I returned the call and things got…heated. Roth said it was unreasonable for me to post the entire excerpts, despite the fact that they asked me to, and that it should have been obvious that we could only post excerpts of excerpts. He told me I needed to edit the posts. I declined on the grounds that I was pissed off I was being called so many times and that it would be a ridiculous amount of new work to pick out the right excerpts of excerpts.
He called me unethical. He then called me unprofessional. He demanded that I remove the post entirely. I declined. We hung up.
That was the end of it as far as I was concerned. On to new things, and if Fortune wanted a fight with me, I could deal with that. Absurdly I thought I was doing them a favor, but apparently I spent two hours of my time pissing them off for no actual gain on my end. Whatever, dead tree media are always acting bizarrely.
But today the book’s publisher Simon & Shuster got involved and is threatening legal action.
From: “Potter, Janice”
Date: May 13, 2010 9:43:46 AM EDT
Subject: Unauthorized Use of Book Material
I am writing to give notice that your display of text from the Simon & Schuster book entitled THE FACEBOOK EFFECT by David Kirkpatrick (posted May 6) is unauthorized and violates our publication rights, as well as the rights of our author and our licensees. Such publication is a clear case of copyright infringement and you are hereby put on notice to take down this excerpt immediately.
If you wish to LICENSE serial rights to the book, please contact me and I will put you in touch with the appropriate Simon & Schuster department.
In the event the excerpt is not removed from your Web site within 24 hours, our attorneys will be contacting you.
Contracts Director, Licensing
Simon & Schuster, Inc.
So just to be very clear, Simon & Shuster is threatening legal action unless I take down my post linking to pre-sales of the book and giving it a huge thumbs up. Because I posted excerpts of the book that are also posted online on Fortune and other sites. Ok Janice, I’ll bite. Send your attorneys.
Oh, and in the meantime, you idiots, how about this. Should I cancel the Churchhill Club event that I was promoting where I’m interviewing Kirkpatrick on his new book? And shall I cancel Kirkpatrick’s talk in two weeks in front of 2,000 potential book buyers at TechCrunch Disrupt where he’s talking about his new book? How about the two or three future posts where we would have announced the book was available and promoted sales of the book?
In my world, where content is quickly ripped off without attribution every day, a link is gold. I wrote:
Old media frets over blogs and aggregators that summarize content and link back to the original source. They can’t make a business in that world, they say, so they run the other way and try to find a way to protect and charge for content.
These are the cavemen, or whoever, who were afraid of fire when it was discovered because it burned, or was too technologically advanced to really understand. The smart guys used it to cook their meat and keep them warm, and multiplied.
For our part, we throw a party when someone “steals” our content and links back to us. High fives all around the office. At least there’s some small nod in our direction. And the aggregators like TechMeme can figure out who broke the news. Page views are lost, but reputation is gained.

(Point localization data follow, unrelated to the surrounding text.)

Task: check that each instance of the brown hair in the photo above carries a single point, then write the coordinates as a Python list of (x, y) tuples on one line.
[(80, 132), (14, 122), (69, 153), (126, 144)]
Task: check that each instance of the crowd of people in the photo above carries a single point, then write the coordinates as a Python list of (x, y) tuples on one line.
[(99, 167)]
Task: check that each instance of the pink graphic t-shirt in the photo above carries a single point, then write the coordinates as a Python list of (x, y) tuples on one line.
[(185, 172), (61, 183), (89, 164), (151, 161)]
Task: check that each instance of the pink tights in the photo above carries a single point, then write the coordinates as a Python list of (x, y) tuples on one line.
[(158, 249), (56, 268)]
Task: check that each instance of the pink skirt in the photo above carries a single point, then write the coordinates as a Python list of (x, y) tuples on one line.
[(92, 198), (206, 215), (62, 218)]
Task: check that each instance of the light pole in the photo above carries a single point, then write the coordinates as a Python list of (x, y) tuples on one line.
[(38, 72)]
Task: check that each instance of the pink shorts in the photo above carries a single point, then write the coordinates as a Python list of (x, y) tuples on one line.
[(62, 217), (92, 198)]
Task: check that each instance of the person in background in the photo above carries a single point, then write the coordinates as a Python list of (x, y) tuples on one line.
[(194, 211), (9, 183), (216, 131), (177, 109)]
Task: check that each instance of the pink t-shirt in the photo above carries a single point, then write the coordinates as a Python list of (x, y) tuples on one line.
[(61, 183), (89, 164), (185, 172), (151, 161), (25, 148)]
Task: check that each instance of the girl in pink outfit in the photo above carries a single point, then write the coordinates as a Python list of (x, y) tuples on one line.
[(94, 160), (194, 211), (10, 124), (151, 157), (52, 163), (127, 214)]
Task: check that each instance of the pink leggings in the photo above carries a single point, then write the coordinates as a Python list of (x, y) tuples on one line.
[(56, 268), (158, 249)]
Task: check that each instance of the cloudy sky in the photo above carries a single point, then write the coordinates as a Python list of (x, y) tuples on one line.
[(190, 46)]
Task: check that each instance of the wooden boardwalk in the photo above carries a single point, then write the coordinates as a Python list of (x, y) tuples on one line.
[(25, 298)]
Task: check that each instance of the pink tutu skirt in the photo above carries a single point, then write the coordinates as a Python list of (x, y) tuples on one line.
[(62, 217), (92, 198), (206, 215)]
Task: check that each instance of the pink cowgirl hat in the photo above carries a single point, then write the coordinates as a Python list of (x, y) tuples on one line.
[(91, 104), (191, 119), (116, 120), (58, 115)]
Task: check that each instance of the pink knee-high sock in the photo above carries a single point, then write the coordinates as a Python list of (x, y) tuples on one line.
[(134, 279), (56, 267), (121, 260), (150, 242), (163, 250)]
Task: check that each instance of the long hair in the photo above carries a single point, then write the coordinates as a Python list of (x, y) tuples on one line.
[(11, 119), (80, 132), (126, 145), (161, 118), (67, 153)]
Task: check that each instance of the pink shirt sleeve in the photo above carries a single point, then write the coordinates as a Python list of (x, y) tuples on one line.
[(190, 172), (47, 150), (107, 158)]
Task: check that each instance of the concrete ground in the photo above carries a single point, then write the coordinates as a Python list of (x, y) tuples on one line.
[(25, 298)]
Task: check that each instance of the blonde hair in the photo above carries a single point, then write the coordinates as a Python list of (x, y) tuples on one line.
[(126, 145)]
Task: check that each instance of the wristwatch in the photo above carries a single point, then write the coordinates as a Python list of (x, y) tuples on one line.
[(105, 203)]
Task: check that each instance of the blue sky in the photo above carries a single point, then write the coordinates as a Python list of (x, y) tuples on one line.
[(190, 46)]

So I don’t think it was unreasonable for me to assume that Fortune wanted me to do exactly what they asked me to do, print the excerpts with links back to them. I thought they were actually being forward thinking.
In Fortune’s world that’s crazy. The content is theirs, and obviously they would never permit anyone to reprint it, let alone ask someone to do it. Despite what I thought they asked, it should have been obvious to me what they meant. Roth actually said that to me.
Pure, unadulterated stupidity.
The next time someone asks us for a favor, we’re less likely to do it given how this turned out. Hopefully, if you’re the one asking, you’ll understand. I want to help you, really, but you may just be too stupid to accept it without threatening to sue me later. You’ll understand, I’m sure. Right?